The California State Society is throwing a pre-Oscar Night bash at the Andrew Mellon Auditorium that will give guests a chance to walk a red carpet, pose for some faux paparazzi and sample food and drinks inspired by this year’s five best picture nominees.

Rep. Mary Bono (R), one of four California Members hosting the party, noted that the event will bring both coasts together to raise money for the First Star Institute, the official Oscar night charity.

The ballroom will be divided into five areas: the “Seabiscuit” section will feature mint juleps and fancy racetrack cuisine circa 1938; the “Mystic River” section will have all-American cuisine like cheese steak subs; the “Lost in Translation” section will enable guests to have Japanese cuisine and sake; the “Master and Commander” portion will, of course, have seafood dishes; and “The Lord of the Rings” will show off fanciful desserts and “Hobbit-sized pastries.”

A Tale of Two Cities. Rival networks have long joked that NBC’s fabled Washington studios on Nebraska Avenue are so far into Northwest D.C. that they might as well be located in Maryland — and anyone reading Monday’s editions of The Washington Post and The New York Times may have thought that Tim Russert had indeed finally crossed the border.

As Russert grilled Ralph Nader about his plans to run for president again on Sunday’s edition of “Meet the Press,” the consumer advocate’s supporters and detractors clashed outside of NBC’s studios in D.C.

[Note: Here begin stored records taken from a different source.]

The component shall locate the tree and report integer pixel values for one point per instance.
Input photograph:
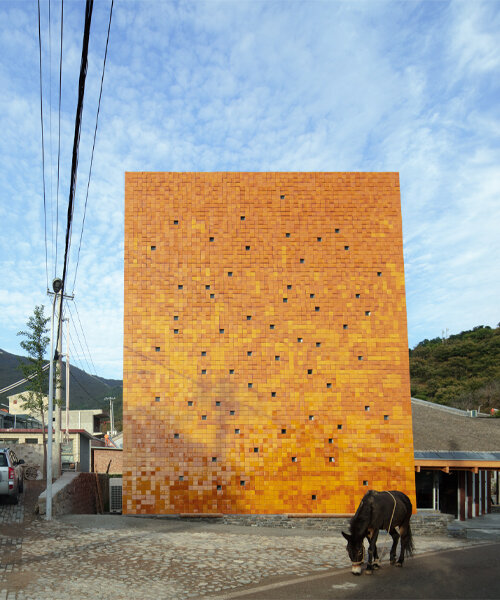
(35, 344)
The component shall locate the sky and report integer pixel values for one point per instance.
(404, 86)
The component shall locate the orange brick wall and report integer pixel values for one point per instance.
(265, 353)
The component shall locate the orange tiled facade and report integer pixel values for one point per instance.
(265, 353)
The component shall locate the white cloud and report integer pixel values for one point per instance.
(409, 87)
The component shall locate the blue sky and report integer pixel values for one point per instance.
(252, 86)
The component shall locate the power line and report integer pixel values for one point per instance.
(84, 338)
(76, 142)
(93, 145)
(43, 147)
(59, 136)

Monday’s front pages of the Post and Times ran the same Associated Press photo of a pro-Nader woman (holding a sign that blared “Run Ralph Run”) facing down an anti-Nader gal (with the sign “Unite Against Bush” in her hands).

Captions in both newspapers of record reported that the friendly fracas occurred in Bethesda, Md., but it was just a mistake. An AP editor said the photographer on the scene merely mixed up the two cities.

Gutter Politics. As if the campaign hasn’t gotten down and dirty enough, Michigan businessman James Wilson is selling toilet paper with photos of the presidential candidate that you would most like to see flushed.

Visitors to can choose two-ply tissue with the faces of candidates such as Sens. John Kerry (D-Mass.) and John Edwards (D-N.C.) on it, in what Wilson is billing as the “non-violent answer to taking your political frustration out on the Democratic party.”

While the whopping sum of $9.95 per roll seems a bit steep, Wilson vows that it is as “exorbitant as it is absorbent.”

Thanks a Latte. Rep. Loretta Sanchez (D-Calif.) can now enjoy her cafe lattes in peace: The Starbucks in the Longworth House Office Building has officially added her to its wall of fame.

Sanchez had recently been overheard griping about the fact that her staff had not yet gotten her photo placed at the joint, officially known as “Two Scoops” because it brews Starbucks and serves ice cream as well.

“Two scoops — my favorite place any time of the day,” Sanchez inscribed on the photo that was placed on the wall after the Congresswoman marched down there herself.